There were some limitations in this study. First, the comparison conclusions drawn from the study were specific to the three ways of IMRT plans, which were fixed-field IMRT, VMAT, and TOMO techniques. For fixed-field IMRT, a seven-field coplanar arrangement was designed, and for VMAT a two-arc coplanar beam configuration was used. Actually, these modalities could have been planned using more beams or a non-coplanar beam arrangement, which might increase plan complexity and even change the results compared with each other. Second, the parameter evaluation of normal lung tissue generally referred to the total lung, so we did not divide into ipsilateral and contralateral lung as reported in some of the literature. Whether the distinguishing assessment are needed requires further study. In addition, the limited sample size enrolled in this study might cause insufficient statistical power to show significance among some of the dosimetric parameters.

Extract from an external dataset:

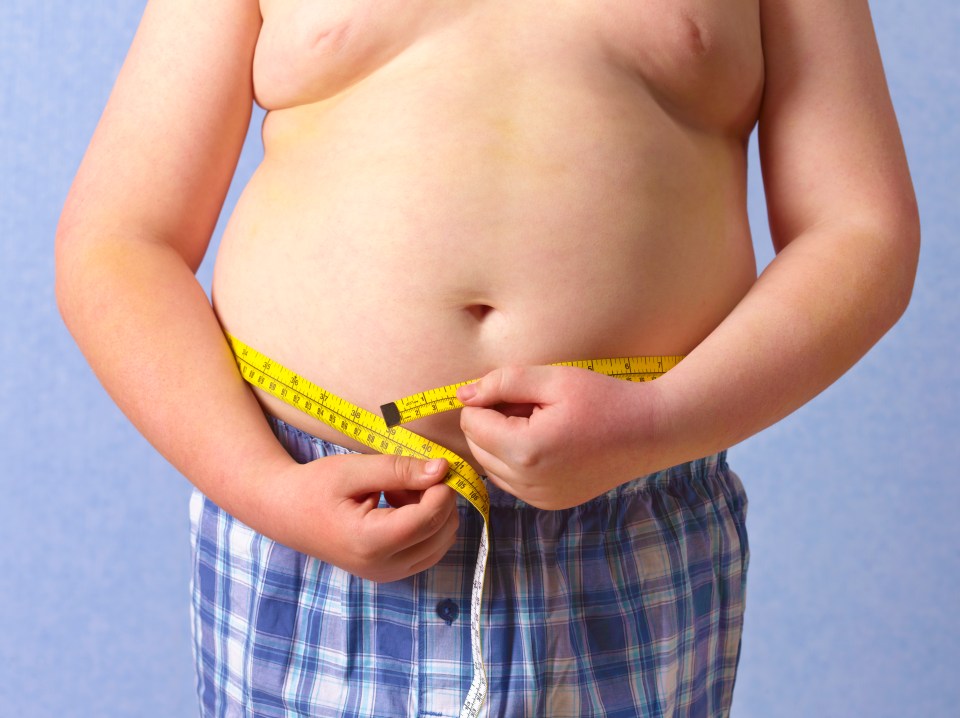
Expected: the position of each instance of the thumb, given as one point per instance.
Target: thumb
(510, 385)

More clinical studies with large sample sizes are essential in the future.

Conclusions

In the treatment of stage IIB-IIIB NSCLC patients with different IMRT techniques, our present study demonstrated that the VMAT plan achieved optimal conformal and homogeneous dose distribution in terms of PTV. TOMO plan showed a slight advantage in reducing the sparing of the total normal lung, mainly in V20 and V30, but at the cost that more low-dose area spread to the normal lung and more radiation doses to the heart. These findings may be of value in selecting the optimal modality of radiotherapy for the individual patient with LA-NSCLC. Although all three different IMRT plans were clinically acceptable, VMAT seems to be the optimal treatment planning technique in the dosimetric comparison with TOMO and IMRT as to comprehensive evaluation.